Arif Pratama Rangkuti was just seven years old when the tsunami washed him and his younger sister Raudhatul Jannah away from their home in Aceh province on December 26, 2004.

A tearful reunion between Jannah and her parents on Thursday has sparked hopes the family's 17-year-old son could also be found. "We are very hopeful we can find her brother," Jannah's father Septi Rangkuti said. "We have reported our son missing to the police so they can help us find out his whereabouts."

New hope

Rangkuti says he believes his son may still be somewhere on the Banyak Islands - to which the children were washed by the powerful wave. Both Jannah and her brother were initally taken in by a local fisherman and his family, but they could not look after two children and decided to give the boy away.

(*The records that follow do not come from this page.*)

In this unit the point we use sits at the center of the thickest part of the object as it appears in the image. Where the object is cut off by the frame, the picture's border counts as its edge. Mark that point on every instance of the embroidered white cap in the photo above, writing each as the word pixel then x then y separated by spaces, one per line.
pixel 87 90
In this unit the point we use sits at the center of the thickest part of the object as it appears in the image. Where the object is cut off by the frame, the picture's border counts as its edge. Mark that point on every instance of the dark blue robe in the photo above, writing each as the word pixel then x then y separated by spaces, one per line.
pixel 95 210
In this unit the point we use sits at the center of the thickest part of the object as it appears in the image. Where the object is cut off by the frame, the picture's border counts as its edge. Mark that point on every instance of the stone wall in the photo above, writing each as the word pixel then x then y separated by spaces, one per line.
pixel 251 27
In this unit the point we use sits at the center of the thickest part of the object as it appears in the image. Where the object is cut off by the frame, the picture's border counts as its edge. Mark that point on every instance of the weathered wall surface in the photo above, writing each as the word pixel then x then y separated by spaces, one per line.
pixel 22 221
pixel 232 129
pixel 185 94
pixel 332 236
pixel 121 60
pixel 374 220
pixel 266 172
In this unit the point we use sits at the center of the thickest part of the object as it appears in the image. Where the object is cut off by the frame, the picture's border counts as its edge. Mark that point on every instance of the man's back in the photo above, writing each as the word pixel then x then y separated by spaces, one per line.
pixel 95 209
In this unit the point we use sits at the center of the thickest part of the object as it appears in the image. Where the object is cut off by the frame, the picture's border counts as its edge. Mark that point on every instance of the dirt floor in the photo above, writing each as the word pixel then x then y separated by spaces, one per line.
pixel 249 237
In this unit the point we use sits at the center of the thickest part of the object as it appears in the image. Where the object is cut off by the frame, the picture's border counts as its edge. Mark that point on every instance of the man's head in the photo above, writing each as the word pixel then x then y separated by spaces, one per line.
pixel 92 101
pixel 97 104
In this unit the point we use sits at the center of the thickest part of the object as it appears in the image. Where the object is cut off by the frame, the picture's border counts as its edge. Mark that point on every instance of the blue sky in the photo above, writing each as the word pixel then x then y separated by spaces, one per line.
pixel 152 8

The birth parents said they had given up hope of ever seeing either of their children again, until one of the youngsters' uncles noticed a girl who looked uncannily like Jannah in a local village. After asking around he found out she had lost her family in the tsunami, and was now living with the family who rescued her.

The father's intial reaction was disbelief. "There's no way that's my daughter, I thought, because it had already been 10 years," Rangkuti told journalists. But, he added: "When we saw her, we knew, we felt the bond right away."

Jannah's adoptive family is also happy about the reunification,and said now she has two families. "We are very happy they have reunited. She will always be part of our family, and actually, we now all feel like one big family," the fisherman's mother Sarwani said.

The disaster, triggered by a massive earthquake, killed more than 200,000 people across dozens of countries.